Der Ruf wiederholte sich, doch ich konnte die einzelnen Worte nicht genau verstehen.
Nichtsdestotrotz durchfuhr mich ein alarmierender Ruck, als ich schließlich das dumpfe Geräusch von sich nähernden Schritten hören konnte. Ich sprintete zu der nächstbesten Tür, nur um diese weit aufzureißen und in den dahinter liegenden Raum zu verschwinden. Mit rasselnder Atmung sah ich mich in meinem Versteck um und stellte erleichtert fest, dass es bloß eine Art Besenkammer zu sein schien. Hier standen drei Besen in der linken Ecke und da drüber auf einem schmalen Regal reihten sich Einmachgläser mit mir unbekannten Flüssigkeiten drin.

Ich riss meinen Kopf automatisch zurück zur Tür, als die Schritte immer lauter und schneller zu werden schienen. Sie waren unmittelbar in meiner Nähe, denn nun konnte ich auch die Rufe des japsenden Mannes besser verstehen.

„Meine Hoheit, bitte bleiben Sie-... bitte bleiben Sie stehen".

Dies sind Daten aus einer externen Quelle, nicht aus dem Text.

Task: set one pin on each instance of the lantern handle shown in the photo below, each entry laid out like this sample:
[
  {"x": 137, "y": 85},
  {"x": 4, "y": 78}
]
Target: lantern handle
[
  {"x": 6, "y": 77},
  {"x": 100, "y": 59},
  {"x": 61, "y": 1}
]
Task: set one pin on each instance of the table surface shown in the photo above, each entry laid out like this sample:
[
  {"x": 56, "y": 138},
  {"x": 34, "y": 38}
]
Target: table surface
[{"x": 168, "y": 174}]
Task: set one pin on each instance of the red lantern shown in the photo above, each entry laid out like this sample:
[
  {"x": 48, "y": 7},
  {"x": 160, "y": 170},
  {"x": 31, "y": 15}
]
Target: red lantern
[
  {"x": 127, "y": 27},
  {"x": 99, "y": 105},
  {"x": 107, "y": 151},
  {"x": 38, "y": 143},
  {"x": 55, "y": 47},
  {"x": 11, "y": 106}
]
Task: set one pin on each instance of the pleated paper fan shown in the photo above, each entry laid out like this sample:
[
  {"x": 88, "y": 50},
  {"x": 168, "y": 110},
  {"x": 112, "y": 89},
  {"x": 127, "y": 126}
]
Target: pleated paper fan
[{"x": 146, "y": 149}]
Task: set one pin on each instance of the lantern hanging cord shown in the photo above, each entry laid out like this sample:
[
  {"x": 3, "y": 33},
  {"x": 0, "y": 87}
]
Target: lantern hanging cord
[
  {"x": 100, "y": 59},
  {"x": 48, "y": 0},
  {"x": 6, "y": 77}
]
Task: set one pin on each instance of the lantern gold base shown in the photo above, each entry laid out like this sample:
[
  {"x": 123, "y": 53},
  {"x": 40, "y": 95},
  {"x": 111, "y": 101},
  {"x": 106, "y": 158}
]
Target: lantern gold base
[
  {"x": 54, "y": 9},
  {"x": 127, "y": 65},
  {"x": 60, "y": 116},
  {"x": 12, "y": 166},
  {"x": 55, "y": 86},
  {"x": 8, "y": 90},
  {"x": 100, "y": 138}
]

Verwirrt setzte ich die Stirn in Falten. Es kribbelte mir beinahe in den nackten Füßen einen Schritt auf die Tür zuzugehen und dessen Knauf zu drehen, um dann das Spektakel draußen anzuschauen.
Doch ehe ich dieser Versuchung nachkommen konnte, huschte eine dunkle Gestalt zu mir in den Raum. Sie hatte die Tür so schnell aufgerissen und wieder zugezogen, dass ich weder einen richtigen Blick auf sie werfen konnte, noch Zeit hatte auf diesen plötzlichen Besuch zu reagieren. Stattdessen starrte ich einfach mit offenem Mund auf den schmalen Rücken der Gestalt. Dessen Schultern hoben und senkten sich rapide, während er außer Atem nach Luft schnappte.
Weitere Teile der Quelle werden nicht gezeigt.